SPACE

JUST IN: Space Force to Leverage NOAA Antennas for Military Satellite Missions

5/24/2023
By Josh Luckenbaugh

Air Force photo

The Space Force is enlisting the National Oceanic and Atmospheric Administration’s help in handling the growing amount of military satellites in orbit, a service official said May 24.

In the last year, the Space Force has taken over the satellite communications missions previously managed by the Army and Navy, and now all Defense Department satcom resides in one service for the first time, said Lt. Gen. Stephen Whiting, the commander of Space Operations Command. And with an increasing amount of launches planned over the coming years, the demands on the service’s ground systems are increasing.

The Space Force’s primary ground segment is the Satellite Control Network, a series of 19 antennas located across the globe “that allow our space operators, no matter where they're sitting, to send commands to their satellites,” Whiting said during a Mitchell Institute for Aerospace Studies event.

User demand for the Satellite Control Network “runs high and is expected to increase,” with SCN-supported satellite launches having tripled since 2012, according to a Government Accountability Office report on the network published in April.

“The utilization rate for the SCN has averaged 75 percent over the last decade,” the report said. “This rate exceeds the 70 percent level that Space Force officials cite as the threshold the commercial industry uses to indicate the need for more capacity.”

In addition to high user demand, the Satellite Control Network is “'venerable,' which is a nice way of saying it’s very old,” Whiting said. “We are wringing every ounce of capability out of it that we can, and we really have some creative people and teams working in that enterprise to make sure we can continue to leverage that.”

One way to stay on top of the increased demand in space is by leveraging other capabilities within the federal government such as NOAA, Whiting said.

NOAA has “a series of antennas now that we are partnering with them to leverage for some of our satellite constellations like the Defense Meteorological Satellite Program … which is a weather satellite system,” he said. The Space Force plans to test NOAA antennas for other military satellites later this year, he added.

Additionally, many of the Space Force’s big constellations have their own dedicated antennas, “so that's … more capability that helps round out the Satellite Control Network,” he said.

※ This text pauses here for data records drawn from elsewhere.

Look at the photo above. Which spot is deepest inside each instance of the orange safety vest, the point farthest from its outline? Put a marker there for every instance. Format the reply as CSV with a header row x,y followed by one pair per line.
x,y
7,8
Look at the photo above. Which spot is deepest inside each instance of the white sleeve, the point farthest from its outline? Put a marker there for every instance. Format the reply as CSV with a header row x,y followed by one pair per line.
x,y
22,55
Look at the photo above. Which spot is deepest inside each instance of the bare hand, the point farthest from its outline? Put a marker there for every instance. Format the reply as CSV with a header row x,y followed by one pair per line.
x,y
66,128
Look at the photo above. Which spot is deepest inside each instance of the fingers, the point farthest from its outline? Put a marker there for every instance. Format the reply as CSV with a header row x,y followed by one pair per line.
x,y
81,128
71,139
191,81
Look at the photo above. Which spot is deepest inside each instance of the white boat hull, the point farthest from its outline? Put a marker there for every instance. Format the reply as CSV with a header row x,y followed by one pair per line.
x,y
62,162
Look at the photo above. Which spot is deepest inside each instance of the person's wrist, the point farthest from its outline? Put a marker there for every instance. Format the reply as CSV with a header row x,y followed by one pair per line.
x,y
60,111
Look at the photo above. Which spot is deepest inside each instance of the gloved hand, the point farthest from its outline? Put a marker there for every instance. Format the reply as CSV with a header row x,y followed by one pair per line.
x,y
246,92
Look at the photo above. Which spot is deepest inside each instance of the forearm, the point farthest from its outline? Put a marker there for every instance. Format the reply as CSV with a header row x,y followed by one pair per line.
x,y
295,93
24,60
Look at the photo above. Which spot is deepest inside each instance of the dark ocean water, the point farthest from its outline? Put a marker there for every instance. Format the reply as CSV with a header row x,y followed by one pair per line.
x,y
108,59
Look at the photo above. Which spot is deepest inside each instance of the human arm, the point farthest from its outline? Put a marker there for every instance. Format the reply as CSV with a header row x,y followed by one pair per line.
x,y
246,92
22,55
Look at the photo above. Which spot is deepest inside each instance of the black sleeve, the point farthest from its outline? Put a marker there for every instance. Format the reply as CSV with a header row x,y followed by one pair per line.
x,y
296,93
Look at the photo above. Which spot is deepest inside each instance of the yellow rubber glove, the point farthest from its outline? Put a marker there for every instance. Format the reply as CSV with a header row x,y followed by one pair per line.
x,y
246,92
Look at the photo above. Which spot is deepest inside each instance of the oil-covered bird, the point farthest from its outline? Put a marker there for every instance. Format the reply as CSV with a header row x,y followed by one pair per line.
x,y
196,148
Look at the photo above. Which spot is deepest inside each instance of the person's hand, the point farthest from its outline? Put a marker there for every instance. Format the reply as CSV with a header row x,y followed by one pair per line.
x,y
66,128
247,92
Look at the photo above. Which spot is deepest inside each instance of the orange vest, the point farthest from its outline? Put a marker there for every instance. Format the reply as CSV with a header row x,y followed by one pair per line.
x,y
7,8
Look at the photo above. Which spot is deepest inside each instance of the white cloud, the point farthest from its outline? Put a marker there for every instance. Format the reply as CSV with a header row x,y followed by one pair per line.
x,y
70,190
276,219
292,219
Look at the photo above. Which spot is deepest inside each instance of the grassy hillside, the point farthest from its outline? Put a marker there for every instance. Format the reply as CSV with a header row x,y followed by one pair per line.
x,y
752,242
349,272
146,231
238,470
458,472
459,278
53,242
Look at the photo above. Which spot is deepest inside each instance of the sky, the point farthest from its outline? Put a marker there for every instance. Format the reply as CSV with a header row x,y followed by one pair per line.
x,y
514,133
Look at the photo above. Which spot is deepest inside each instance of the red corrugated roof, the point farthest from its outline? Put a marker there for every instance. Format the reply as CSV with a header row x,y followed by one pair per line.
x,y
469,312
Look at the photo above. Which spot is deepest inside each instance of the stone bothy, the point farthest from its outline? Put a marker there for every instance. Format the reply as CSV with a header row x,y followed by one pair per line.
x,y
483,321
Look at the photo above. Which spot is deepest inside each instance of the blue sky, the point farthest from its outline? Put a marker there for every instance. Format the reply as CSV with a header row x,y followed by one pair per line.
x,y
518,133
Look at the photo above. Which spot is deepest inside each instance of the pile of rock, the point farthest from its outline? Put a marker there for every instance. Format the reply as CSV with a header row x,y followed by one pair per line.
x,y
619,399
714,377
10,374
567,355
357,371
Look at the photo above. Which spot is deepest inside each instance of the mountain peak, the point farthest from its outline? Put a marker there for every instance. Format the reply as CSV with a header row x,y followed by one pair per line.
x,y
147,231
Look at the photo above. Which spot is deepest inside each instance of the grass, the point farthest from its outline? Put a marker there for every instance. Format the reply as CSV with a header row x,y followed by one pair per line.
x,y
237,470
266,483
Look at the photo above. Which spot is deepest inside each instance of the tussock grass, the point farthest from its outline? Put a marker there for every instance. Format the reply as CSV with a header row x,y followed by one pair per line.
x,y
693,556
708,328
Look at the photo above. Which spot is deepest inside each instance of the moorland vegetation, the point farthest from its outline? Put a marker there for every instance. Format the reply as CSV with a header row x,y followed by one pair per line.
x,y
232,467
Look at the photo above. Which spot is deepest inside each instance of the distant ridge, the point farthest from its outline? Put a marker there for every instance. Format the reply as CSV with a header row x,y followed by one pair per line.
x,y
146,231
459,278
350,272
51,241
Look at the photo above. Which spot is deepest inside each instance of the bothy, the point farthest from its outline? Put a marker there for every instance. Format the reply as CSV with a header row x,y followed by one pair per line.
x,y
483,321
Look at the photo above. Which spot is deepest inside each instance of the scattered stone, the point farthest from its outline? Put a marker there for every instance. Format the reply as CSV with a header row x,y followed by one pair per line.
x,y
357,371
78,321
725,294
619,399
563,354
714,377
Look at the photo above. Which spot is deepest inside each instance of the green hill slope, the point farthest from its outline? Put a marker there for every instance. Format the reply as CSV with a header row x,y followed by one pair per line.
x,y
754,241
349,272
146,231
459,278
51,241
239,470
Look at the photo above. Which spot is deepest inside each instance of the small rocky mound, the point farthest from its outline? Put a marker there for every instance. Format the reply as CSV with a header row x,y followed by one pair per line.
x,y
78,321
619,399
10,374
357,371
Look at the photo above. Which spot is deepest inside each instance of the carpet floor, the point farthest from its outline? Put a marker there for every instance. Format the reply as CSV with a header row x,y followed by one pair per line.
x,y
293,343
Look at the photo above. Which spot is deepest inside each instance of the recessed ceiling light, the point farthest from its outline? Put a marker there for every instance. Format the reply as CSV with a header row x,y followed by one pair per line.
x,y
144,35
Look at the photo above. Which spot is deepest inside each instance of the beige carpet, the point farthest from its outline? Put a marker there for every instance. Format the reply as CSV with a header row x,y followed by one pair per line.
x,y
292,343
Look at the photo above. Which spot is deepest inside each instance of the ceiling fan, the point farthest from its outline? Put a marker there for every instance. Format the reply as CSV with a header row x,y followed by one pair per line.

Along with leveraging existing antennas, Space Operations Command and the Space Rapid Capabilities Office are partnering on the Satellite Communication Augmentation Resource, or SCAR, program to acquire new ground systems for the network, Whiting said.

The upgrade will include a “flat plate, phased-array radar system that can do … 10 satellite contacts at a time,” he said. “Essentially, we'll be able to put one of these SCARs at one of our” Satellite Control Network stations, “and instead of being able to do two or three contacts at a time — which we can do today — we'll be able to do 10 at a time, so really starting to multiply that capability.”

The goal is to acquire a total of 12 new antennas as part of the SCAR effort, with the first prototype expected in 2025, the GAO report said.

Whiting said: “We'll get the first of those in the next couple years, and then hopefully we can continue to field more SCARs as we go forward to upgrade and modernize the Satellite Control Network.”